The ADP jobs report released yesterday reported was down 2.76 million which was much better than the 8.75 million expected and many took this as a positive. The governments non-farm payrolls number that will be released on Friday and it saw some revisions after the ADP number. The revisions took the decline from down 8.3 million to now down only 3 million. This would certainly be welcome news. But this will be a watched number moving forward as the jobs outlook is not positive at the moment. Bloomberg has been estimating another wave of job losses that will impact more white collar jobs, which would not be welcomed news for the economic recovery if their estimates come true.
EIA reported that total US gasoline product supplied (implied demand) rose by 295,000 bpd up to a total of 7.549 million bpd. US implied gasoline demand is down by 22.7% over the past 4-weeks versus last year and down by 15.9% based upon a cumulative daily average versus last year.
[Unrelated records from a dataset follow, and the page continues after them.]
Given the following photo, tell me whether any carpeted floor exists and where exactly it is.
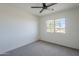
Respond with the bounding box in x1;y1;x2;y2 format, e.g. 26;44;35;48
1;41;79;56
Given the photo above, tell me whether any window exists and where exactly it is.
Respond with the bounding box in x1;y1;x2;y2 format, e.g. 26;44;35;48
55;18;65;33
47;18;65;33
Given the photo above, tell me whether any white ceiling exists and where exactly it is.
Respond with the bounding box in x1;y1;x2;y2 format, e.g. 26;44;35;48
12;3;79;16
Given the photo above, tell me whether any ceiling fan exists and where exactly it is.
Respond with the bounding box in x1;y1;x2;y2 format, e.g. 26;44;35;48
31;3;57;13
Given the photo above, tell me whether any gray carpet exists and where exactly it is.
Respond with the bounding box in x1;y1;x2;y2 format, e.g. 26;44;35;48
2;41;79;56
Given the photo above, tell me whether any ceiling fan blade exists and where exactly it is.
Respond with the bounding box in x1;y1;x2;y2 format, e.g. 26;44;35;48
42;3;46;7
31;6;43;8
40;9;44;13
47;3;57;7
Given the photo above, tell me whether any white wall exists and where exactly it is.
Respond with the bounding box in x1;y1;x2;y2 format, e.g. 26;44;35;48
0;4;38;54
40;8;79;49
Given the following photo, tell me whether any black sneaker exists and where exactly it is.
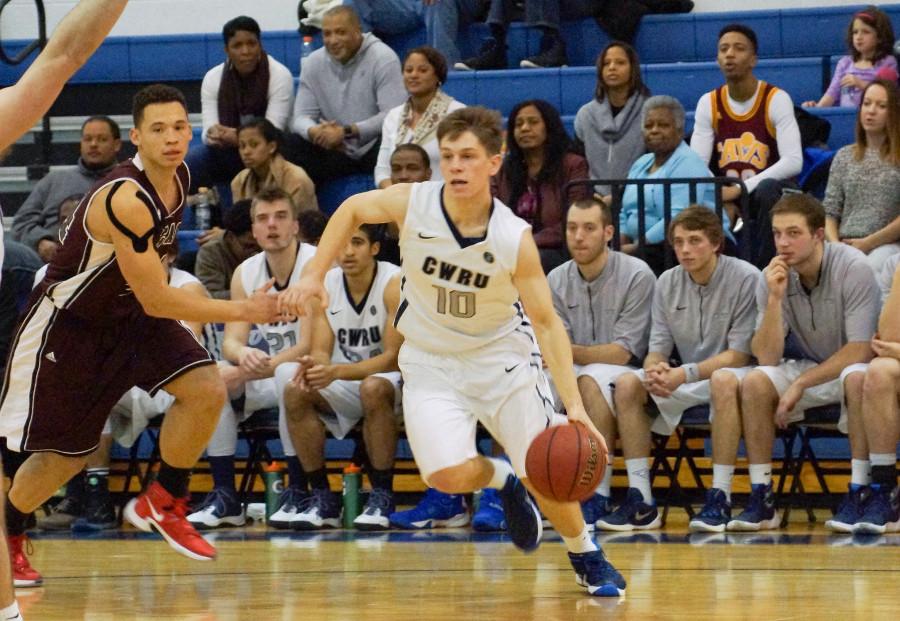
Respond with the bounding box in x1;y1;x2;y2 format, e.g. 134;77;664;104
500;474;543;552
519;35;569;69
453;37;506;71
72;475;119;532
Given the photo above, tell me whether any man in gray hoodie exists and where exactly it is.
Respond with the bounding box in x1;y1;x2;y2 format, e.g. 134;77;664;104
12;116;122;263
287;6;406;187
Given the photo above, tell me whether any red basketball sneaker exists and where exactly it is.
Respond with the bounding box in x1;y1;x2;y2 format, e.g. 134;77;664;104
125;482;216;561
6;535;44;588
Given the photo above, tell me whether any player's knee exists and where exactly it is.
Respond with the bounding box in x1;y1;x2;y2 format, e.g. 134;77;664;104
428;465;472;494
854;358;900;395
741;371;777;402
359;376;394;412
615;373;644;407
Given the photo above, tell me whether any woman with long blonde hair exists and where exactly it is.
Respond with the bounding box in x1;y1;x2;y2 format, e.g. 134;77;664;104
824;79;900;270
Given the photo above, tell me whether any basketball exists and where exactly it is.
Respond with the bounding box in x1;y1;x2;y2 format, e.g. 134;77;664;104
525;423;606;502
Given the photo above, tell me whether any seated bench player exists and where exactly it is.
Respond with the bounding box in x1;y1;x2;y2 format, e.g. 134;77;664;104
275;225;402;530
188;187;315;528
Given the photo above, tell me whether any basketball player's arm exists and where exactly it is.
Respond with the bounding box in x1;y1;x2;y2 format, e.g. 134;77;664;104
513;230;606;448
278;183;411;317
222;265;275;380
181;282;209;340
100;182;280;323
0;0;127;148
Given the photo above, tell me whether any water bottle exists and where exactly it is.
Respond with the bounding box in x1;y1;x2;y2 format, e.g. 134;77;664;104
263;462;284;520
300;35;316;70
194;188;212;231
343;464;362;528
EIA reported total distillate product supplied (implied demand) fell by 548,000 bpd down to a total of 2.718 million bpd. US distillate demand is now down by 13.4% over the past 4-weeks versus last year and down by 10% based upon a cumulative daily average versus last year. Distillate demand has fallen more than expected due to the pandemic.
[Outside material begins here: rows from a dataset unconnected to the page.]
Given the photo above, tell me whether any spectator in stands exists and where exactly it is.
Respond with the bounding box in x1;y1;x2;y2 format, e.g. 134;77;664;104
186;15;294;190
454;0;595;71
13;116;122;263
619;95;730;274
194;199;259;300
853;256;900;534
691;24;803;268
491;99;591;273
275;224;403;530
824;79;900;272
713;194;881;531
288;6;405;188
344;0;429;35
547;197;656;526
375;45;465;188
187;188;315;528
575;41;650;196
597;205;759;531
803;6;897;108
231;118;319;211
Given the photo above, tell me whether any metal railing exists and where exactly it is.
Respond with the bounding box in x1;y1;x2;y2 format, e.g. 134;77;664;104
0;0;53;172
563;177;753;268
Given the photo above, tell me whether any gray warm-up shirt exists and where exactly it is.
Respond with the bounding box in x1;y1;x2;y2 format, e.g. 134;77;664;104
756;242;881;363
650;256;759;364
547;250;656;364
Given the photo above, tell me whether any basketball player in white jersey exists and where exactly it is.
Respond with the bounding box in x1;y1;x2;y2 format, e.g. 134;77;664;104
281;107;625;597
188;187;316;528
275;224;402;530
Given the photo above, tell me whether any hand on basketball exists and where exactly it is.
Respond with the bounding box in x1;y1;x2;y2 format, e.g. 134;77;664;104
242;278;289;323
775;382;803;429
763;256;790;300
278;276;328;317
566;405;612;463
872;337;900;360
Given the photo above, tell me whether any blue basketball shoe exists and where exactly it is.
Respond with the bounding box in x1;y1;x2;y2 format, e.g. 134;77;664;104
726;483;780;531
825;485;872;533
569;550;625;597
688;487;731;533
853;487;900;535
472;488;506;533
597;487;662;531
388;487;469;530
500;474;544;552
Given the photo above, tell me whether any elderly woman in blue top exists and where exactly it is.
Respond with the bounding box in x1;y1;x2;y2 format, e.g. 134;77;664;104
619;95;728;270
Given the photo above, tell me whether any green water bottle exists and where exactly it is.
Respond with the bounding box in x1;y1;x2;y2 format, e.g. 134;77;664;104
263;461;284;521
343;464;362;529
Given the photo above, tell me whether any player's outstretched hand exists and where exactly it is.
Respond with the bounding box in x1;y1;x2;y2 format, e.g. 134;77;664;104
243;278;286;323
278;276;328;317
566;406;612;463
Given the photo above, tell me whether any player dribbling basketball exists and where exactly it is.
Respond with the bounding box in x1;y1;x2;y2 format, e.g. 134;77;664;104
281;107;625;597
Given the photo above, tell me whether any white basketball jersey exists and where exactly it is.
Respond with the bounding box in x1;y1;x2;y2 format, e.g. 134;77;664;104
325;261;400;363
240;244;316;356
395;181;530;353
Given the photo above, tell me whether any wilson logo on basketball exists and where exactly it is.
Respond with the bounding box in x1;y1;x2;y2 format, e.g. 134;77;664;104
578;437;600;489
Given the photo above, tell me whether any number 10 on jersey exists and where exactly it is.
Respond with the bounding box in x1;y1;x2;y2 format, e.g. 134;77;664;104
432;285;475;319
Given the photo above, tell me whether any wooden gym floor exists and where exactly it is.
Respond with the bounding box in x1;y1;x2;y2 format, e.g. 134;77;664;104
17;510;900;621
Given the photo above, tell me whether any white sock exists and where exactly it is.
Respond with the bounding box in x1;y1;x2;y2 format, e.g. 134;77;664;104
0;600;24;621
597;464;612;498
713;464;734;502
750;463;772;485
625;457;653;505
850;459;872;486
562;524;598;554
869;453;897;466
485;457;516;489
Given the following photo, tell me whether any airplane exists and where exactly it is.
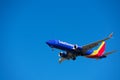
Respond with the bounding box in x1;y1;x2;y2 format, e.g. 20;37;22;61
46;33;115;63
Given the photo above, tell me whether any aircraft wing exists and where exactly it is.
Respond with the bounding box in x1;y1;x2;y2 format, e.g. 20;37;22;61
59;57;66;63
82;33;113;51
104;50;116;56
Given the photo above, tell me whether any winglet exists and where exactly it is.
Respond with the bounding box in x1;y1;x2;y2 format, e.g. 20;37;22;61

OPEC+ sources stated that OPEC leader Saudi Arabia and non-OPEC Russia have agreed on a preliminary deal to extend existing record oil production cuts by one month contingent on the other members compliance with current quotas. The meeting that they were hoping could happen today is a no go with the reason being how to deal with countries that have failed to make the deep supply cuts required under the existing pact. Saudi Arabia proposed to postpone the next OPEC+ meeting to mid-June to review compliance. Later in the day yesterday OPEC plus said they would plan to hold its Joint Technical Committee and Joint Ministerial Monitoring Committee meetings around mid-June.
OPEC+ is trying to be cautious and do what they can to support prices but not move them higher enough that US shale companies begin to bring production back up.